In a surprise result (perhaps the first of many in the coming few months) Narendra Modi’s BJP party failed to win an outright majority in the Indian General Election. Despite this, with the support of coalition partners, Modi was appointed as Prime Minister for a third term.

For the past decade Modi has been able to aggressively push through his own agenda, transforming the Indian economy. At the forefront of his policies has been the ‘Make in India’ programme which has supported the development of domestic manufacturing. Now, forced to work with his National Democratic Alliance (NDA) coalition partners, Modi’s approach will necessarily be more consensual.

However, that is not to say that there will be any major changes to the direction of his economic policy. His coalition partners are made up of regional parties which seem more interested in ensuring government investment and special status for their own states, rather than rolling back Modi’s style of interventionism. Worries about jobs, inflation and costs seem to be at the heart of Modi’s waning popularity and so his new government is likely to double down on the programmes designed to stimulate the economy, implemented during previous terms.

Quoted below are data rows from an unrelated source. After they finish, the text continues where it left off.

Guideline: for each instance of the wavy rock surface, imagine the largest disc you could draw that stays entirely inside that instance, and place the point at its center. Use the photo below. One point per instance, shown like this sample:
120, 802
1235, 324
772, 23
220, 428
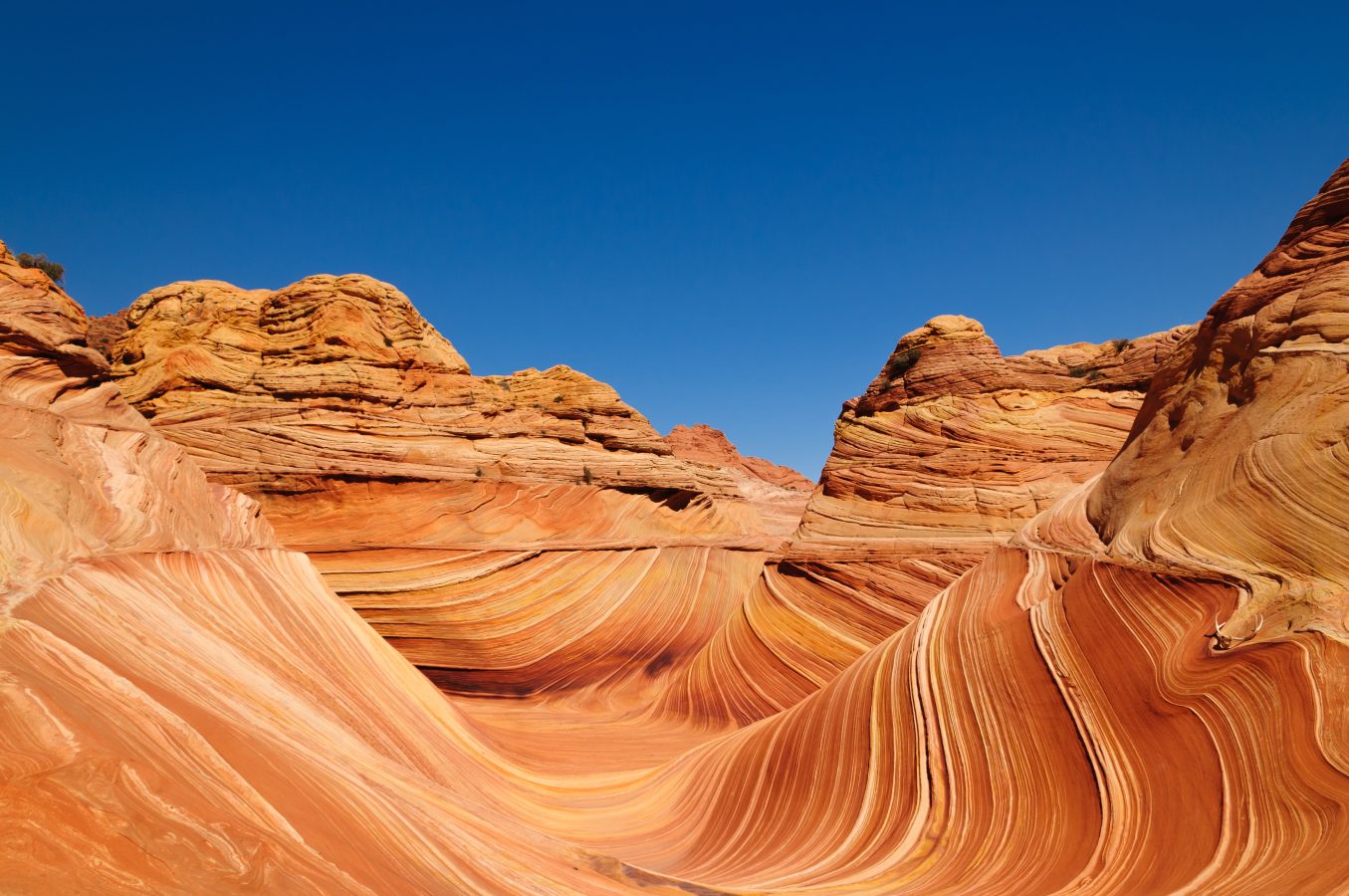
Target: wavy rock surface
711, 445
512, 535
188, 709
946, 455
1063, 717
1066, 717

Markets reacted very badly to the news that BJP had lost its overall majority. In particular, the industrial conglomerate, Adani Group, lost about a fifth of its value immediately after news of the election result was broken. Adani is present in the logistics and supply chain sector through its subsidiary, Adani Ports and Special Economic Zone. Once it was clear that Modi would return to government propped up by coalition partners, however, the stocks rallied. To many in opposition this showed the unhealthily close links between parts of ‘big business’ and Prime Minister Modi. As the opposition leader is quoted as saying by news agency, Nikkei, “If you have looked at the Adani stocks, Adani is correlated with Modi. If Modi falls, Adani falls.” Others believe that the volatility in the markets is more related to concerns over whether Modi will be able to push through economic reforms and infrastructure investment given his weaker position.

In short, it seems that the Indian government will continue on its course of supporting and protecting key sectors in its developing economy. The aim has been to build out domestic supply chains and reduce dependence on China. Western partners have been supportive of this approach as it also provides them with an alternative low cost, large scale labour market, particularly important given tensions between China and the West.

What is not so welcome are the barriers being placed on the imports of Western goods and investment. India under Modi will continue to follow its historic position of non-alignment, an approach which has seen it at odds with many in the West, especially over its links with Russia. More positively, investment in transport and ICT infrastructure is likely to remain a key policy goal, meaning that logistics links will improve, benefiting both India and its overseas partners.